Le chercheur et ses collègues sont réunis pour une session « 100 % foot » des Carrefours annuels organisés par la Société française d’histoire du sport sur le thème « Autopsie de l’échec sportif ». À l’écran, des photos de vestiaire en noir et blanc ou des coupures de L’Équipe voisinent avec d’austères tableaux statistiques ou des citations de Michel Foucault. L’historien Alexandre Joly, auteur de travaux sur les grands noms de l’arbitrage, souligne l’intérêt d’étudier aussi « les échecs de carrière, les contre-exemples, les basculements ». Ses confrères Jean Bréhon et Hugo Juskowiak présentent leur projet de recherche sur la vulnérabilité des entraîneurs, aux « carrières rarement et de moins en moins linéaires », au point que l’incertitude constitue leur « compagne du quotidien » (encadré ci-dessous).
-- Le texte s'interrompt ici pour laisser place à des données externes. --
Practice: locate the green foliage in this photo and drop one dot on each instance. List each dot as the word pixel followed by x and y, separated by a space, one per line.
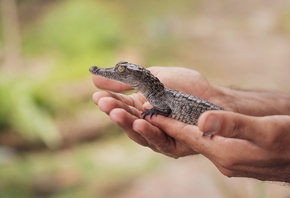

Le monde de la recherche porte une attention croissante aux trajectoires professionnelles des joueurs de football, comme de ceux qui les encadrent ou les assistent. Derrière l’invocation incessante du talent, voire du génie, le monde du ballon rond est confronté au quotidien aux problématiques universelles du monde du travail : sélectivité des parcours éducatifs, inégalités entre travailleurs, complexité des reconversions…

Un écrémage impitoyable

Pour mieux comprendre cette élite aussi dorée que précaire, il faut rentrer, selon le titre d’un essai publié en 2012 par le sociologue Julien Bertrand, dans la « fabrique des footballeurs » car « on ne naît pas footballeur, mais (…) on le devient ». Et on le devient à l’issue d’un écrémage impitoyable, lors duquel la coopération entre coéquipiers se double d’une concurrence individuelle entre aspirants professionnels : si Hugo Juskowiak a intitulé Un pour mille l’ouvrage tiré de sa thèse sur la formation des footballeurs français (2019), c’est que, sur 70 000 collégiens du même âge détenteurs d’une licence, un peu moins de 700 intègrent à l’adolescence le centre de formation d’un club, et seuls 70 deviennent professionnels.